I’m really beginning to feel wanted. Every company I deal with wants to know more about me, and goes out of its way to ask.
The AA magazine recently asked me to divulge my marital status, the age of my children, facts about my home and my car and what sorts of holidays I like. And it didn’t stop there. It wanted answers to attitudinal questions such as “I think quality is more important than price”, “I value saving time more than saving money”, “I take time to find the best deal or price” and “Buying from a big brand makes me feel more confident about the product”.
The Telegraph.co.uk wants to know all my demographic details (profession, income etc), whether I have stocks and shares, an ISA or a unit trust, if I am looking for a mortgage, my holiday preferences, my car preferences and what online sporting services I use. It also wants to know when I renew my building, home contents, travel and motor insurance.
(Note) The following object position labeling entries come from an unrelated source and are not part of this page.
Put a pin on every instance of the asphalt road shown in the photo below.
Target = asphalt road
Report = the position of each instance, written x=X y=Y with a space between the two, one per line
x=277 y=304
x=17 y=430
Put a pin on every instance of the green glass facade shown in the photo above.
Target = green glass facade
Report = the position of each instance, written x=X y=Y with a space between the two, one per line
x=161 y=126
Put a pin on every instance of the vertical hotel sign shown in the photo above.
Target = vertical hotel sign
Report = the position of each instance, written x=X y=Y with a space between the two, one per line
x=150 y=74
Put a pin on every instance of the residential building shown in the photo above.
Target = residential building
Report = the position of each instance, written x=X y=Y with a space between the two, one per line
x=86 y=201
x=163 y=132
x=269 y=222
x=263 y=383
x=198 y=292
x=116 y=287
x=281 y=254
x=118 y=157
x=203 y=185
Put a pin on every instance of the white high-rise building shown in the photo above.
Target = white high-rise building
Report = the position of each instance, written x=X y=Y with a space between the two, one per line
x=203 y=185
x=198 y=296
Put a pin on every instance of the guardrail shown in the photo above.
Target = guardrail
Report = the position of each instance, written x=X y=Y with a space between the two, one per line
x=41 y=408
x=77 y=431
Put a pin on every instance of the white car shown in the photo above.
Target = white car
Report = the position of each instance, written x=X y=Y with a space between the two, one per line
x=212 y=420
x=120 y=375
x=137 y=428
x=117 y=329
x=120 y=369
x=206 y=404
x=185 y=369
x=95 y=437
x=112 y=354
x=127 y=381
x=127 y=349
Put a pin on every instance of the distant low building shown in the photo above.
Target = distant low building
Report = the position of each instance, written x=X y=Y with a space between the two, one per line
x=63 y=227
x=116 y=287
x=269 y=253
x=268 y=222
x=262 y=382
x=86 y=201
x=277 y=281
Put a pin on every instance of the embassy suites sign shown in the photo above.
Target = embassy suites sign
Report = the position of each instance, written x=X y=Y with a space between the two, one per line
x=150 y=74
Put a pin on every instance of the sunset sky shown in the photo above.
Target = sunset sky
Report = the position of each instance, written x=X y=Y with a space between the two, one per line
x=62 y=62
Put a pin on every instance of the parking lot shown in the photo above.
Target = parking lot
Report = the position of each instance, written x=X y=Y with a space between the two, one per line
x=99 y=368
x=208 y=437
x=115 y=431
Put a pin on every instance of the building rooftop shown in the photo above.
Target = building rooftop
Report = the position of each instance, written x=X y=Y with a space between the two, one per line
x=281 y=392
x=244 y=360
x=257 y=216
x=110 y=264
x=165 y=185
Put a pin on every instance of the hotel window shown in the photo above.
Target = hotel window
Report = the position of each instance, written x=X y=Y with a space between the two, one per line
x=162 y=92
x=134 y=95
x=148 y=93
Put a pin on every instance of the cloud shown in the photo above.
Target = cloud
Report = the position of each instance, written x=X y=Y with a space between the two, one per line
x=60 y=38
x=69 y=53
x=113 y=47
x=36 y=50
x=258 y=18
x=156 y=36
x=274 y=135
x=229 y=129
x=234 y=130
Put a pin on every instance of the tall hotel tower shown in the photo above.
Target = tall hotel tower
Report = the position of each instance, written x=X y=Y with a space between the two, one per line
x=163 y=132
BT pays money to a children’s charity every time its customers fill in a certain data survey. First Direct wants me to become a member of its Customer Research Panel. Procter & Gamble is encouraging me, via its website, to be a “brand adviser”. And before the World Cup, Virgin One even wanted me to tell it stories about how the account has helped me “live my life differently”.
Asking customers direct is one way to gather information. Another way is to collect it from transactions. Later this month, loyalty schemes will be back in vogue with the launch of Nectar, the Sainsbury’s-Debenhams-BP-Barclaycard joint scheme, which is hoping to sign up 12 million UK users.
We’ve yet to see how Nectar performs. But the experience of a similar scheme in Germany – Payback – may provide some pointers. Payback was designed to tackle the three main consumer complaints about loyalty schemes: the proliferation of competing cards; the length of time it takes to save for rewards; and the fact that, when people finally get the rewards, they’re so small they’re not worth bothering with.
Payback signed up a number of big brands across many sectors (one for each sector) so that consumers could easily earn many more points. With 25 per cent ownership from Metro, the scheme had a big grocery name to give it critical mass. It also had the number two petrol station chain DEA, market leading hypermarket group Real, department store Kaufhof, drug store dm, Europcar, AOL, and a host of lesser players – plus, later, Visa. The scheme launched in March 2000 and by the end of 2001 there were more than 12 million active card-holders.
Member companies drew on three key benefits: the scheme’s ability to influence buying decisions; shared operating costs (claimed to be 40 per cent below running your own, bespoke scheme) ; plus – and this is the clincher – access to a much larger, much richer databank.
For obvious data protection reasons, Kaufhof could not access the purchasing records of people shopping at dm. But via the “honest broker” of the company running the scheme and its centralised database Kaufhof could find out how many customers it shared with dm, what their common characteristics were, and what other dm customers had similar characteristics. And because Payback had their names and addresses, it also had the means to reach them with tailored offers. As the Payback’s corporate selling blurb put it: “The partner is able to address target [Payback] customers as precisely as his own customer base”.
So while customer questionnaires probe ever deeper for information that could never be gleaned from our transactions with that particular company, new multi-partner loyalty-schemes-on-steroids are beginning to pool transaction data from many sectors to get a much rounder picture of each consumer’s habits and preferences.
Just one question. Who is this all for, and how will consumers react in the long term?
At one level, there are palpable consumer benefits: bigger, better rewards earned sooner. And, as the AA put it, the provision of detailed pers
onal information helps its marketers “make sure we’re doing as much for you as we can”.
But at another level, the corporate benefits are huge and the consumer benefits minuscule. What does the renewal date of my home contents insurance have to do with the Telegraph? Why should the AA magazine want to know my plans for home improvements over the next 12 months? This is not information gathered for the purposes of meeting my needs. It’s information gathered for the purposes of making a quick buck: a cost-cutting tool for the next loan or insurance policy mailshot. Even as companies try to draw me in to a relationship, they ruin it all by treating me as just another target.
Likewise (and sorry to raise this yet again), does profiling to create better targeting really cement closer relationships with consumers?
Here’s a prediction. Slowly but surely, the new corporate enthusiasm for customer questionnaires plus the inevitable debates about the new uses of loyalty data will teach consumers more about the value of information from and about themselves. Privacy pressure groups and legislation are adding to the momentum. So are other influential third parties such as Microsoft, whose “Trustworthy Computing” crusade and product launches embrace the principle that “end-user data is never collected and shared with people or organisations without the consent of the individual”.
Consumer information – information from me, about me – is becoming the black gold of the information age. But ultimately I, (along with millions of others), am the oil well. Long term, everything points to consumers “owning” and “controlling” this crucial asset for themselves.
The price at which consumers trade information, for what forms of benefit, in what circumstances, via what mechanisms, with whom, is becoming a matter of delicate negotiation – and a crucial strategic issue. Are companies really approaching it strategically, yet?